On a seemingly unrelated note, I just introduced my son to Star Wars a couple of weeks ago (bad theology but cool special effects).  It was a great father/son time of bonding.  At one point, Yoda is training Luke in the ways of a Jedi and he busts out with this great quote: “I cannot teach this boy.  Always to the future he looks, never his mind on where he’s at!”  (Don’t forget to say it in a high pitched Grover voice).  Yoda has a glimpse at the same truth I started experiencing on the trail.

And then I was re-reading The Screwtape Letters (C.S. Lewis- quick shout out to Pastor David’s favorite quotable book!).  Uncle Screwtape is giving advice to Wormwood on how to cripple his patient’s effective living with God by forcing him to dwell on the future.  Here’s a few notable quotes:

“The human lives in time but our Enemy (God) destines them for eternity.  He therefore, I believe, wants them to attend chiefly to two things, to eternity itself, and to that point of time which they call the Present.  For the Present is the point at which time touches eternity…Our business is to get them away from the eternal, and from the Present…It is far better to make them live in the Future…it is unknown to them, so that in making them think about it we make them think of unrealities.  In a word, the Future is, of all things, the least like eternity…To be sure, the Enemy wants men to think of the future too- just so much as is necessary for now planning the acts of justice or charity which will probably be their duty tomorrow…His ideal is a man who, having worked all day for the good of posterity washes his mind of the whole subject, commits the issue to heaven, and returns at once to the patience or gratitude demanded by the moment that is passing over him.”

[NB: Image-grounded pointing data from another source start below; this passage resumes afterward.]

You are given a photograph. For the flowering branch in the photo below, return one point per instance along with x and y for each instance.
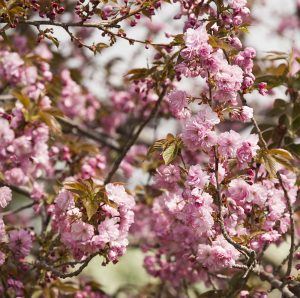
(135, 136)
(43, 265)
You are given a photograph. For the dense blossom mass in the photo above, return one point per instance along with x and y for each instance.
(85, 172)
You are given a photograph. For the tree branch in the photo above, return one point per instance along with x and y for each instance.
(44, 265)
(135, 137)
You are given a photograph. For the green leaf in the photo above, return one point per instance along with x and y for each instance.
(219, 44)
(100, 46)
(281, 152)
(212, 294)
(170, 153)
(51, 122)
(24, 99)
(91, 207)
(270, 165)
(294, 149)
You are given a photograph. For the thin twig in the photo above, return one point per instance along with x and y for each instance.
(22, 191)
(44, 265)
(249, 252)
(9, 212)
(292, 224)
(135, 136)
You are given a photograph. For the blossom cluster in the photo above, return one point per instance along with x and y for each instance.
(106, 231)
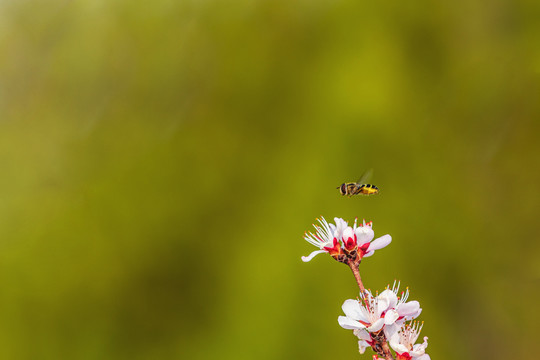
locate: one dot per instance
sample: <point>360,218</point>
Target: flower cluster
<point>344,243</point>
<point>391,314</point>
<point>385,320</point>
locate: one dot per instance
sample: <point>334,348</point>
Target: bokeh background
<point>161,160</point>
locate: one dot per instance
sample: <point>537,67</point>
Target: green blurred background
<point>161,161</point>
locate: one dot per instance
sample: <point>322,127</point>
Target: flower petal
<point>349,324</point>
<point>390,299</point>
<point>362,345</point>
<point>364,234</point>
<point>312,255</point>
<point>376,326</point>
<point>379,243</point>
<point>409,310</point>
<point>352,309</point>
<point>390,317</point>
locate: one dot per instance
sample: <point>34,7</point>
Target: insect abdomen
<point>368,189</point>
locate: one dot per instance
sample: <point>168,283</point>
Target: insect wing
<point>365,177</point>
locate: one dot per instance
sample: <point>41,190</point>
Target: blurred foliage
<point>161,161</point>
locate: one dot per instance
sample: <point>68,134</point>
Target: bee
<point>359,187</point>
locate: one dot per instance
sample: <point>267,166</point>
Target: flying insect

And to round it out, how did Jesus think of and speak to the Present vs. the future?  “Therefore I tell you, do not worry about your life, what you will eat or drink; or about your body, what you will wear…So do not worry, saying, ‘What shall we drink?’ or ‘What shall we wear?’ For the pagans run after all these things, and your heavenly Father knows you need them.  But seek first his kingdom and his righteousness, and all these things will be given to you as well.  Therefore do not worry about tomorrow, for tomorrow will worry about itself.  Each day has enough trouble of its own.”  (Matt. 8: 25-34, exerpts).

So if Yoda, Lewis and Jesus (who carries a little more weight than the others) seem to be driving at similar things, what do I do with the idea of living in the Present, seeing that our Present is our touch point with Eternity (that reality in which God lives)?  What does that mean for us at Christmas time especially?